The fourth scene depicted a gang bang between old, overweight men in a decrepit warehouse. At this point, I checked out and made my way to leave; as I did so, the man by the pillar suddenly stood upright, his first movement since I arrived.
Once in the reception area, I could hear sex noises coming from one of the rooms. Two were now occupied, and one couple was being very vocal. I ran a hand over my face, feeling a sense of shame from my nocturnal activities and prepared to leave. My only thought now was to drown my sorrows with beer at a nearby pub.
Approaching the stairs, I heard a door open behind me, and a voice call out.
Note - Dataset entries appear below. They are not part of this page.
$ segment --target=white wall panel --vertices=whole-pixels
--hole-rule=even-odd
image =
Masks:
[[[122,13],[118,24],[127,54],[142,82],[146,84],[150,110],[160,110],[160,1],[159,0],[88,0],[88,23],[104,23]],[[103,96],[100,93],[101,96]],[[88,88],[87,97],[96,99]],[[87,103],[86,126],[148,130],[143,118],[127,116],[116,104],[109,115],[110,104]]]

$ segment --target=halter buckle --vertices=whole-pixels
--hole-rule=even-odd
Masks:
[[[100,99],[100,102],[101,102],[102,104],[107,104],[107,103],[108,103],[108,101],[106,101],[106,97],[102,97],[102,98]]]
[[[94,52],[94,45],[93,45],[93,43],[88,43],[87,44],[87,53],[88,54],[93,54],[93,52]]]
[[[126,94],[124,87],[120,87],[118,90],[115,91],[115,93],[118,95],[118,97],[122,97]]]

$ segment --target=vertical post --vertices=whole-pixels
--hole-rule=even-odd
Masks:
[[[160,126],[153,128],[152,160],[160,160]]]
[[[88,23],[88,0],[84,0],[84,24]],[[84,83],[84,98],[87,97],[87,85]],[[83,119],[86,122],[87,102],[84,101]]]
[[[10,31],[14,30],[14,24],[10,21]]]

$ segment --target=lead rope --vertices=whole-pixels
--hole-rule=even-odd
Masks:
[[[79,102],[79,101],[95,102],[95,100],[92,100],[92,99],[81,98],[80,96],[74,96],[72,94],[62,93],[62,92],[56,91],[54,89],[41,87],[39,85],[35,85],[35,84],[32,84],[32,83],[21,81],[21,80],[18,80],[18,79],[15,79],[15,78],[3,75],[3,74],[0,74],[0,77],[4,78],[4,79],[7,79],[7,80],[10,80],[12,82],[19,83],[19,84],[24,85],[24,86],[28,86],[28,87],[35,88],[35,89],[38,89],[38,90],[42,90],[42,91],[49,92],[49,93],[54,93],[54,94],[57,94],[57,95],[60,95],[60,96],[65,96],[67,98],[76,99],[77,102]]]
Turning around, I looked into the eyes of the man by the pillar standing in front of me.
"Oh, hey," He said nervously, "My name's Daniel, and I can't help but notice how uncomfortable you are."
"Yeah, the movie didn't do anything for me."
"I understand that," He said, "What is it that you're looking for?"
"That's the thing," I answered, "Can't seem to find anything to satisfy me tonight."
"So, you don't know what you're looking for?" He said, "Are you open-minded?"
"Of course, I am," I responded, cluing on to where this conversation might lead, "That's why I'm here."
This man before me, was attractive, in-shape and dressed well. I guessed that he was perhaps five years older than me, and I noticed a slight tan line on his wedding finger. Was he married and engaging in extra-curricular activities? My first foray back into the gay scene was with a married man in Perth about eight years ago.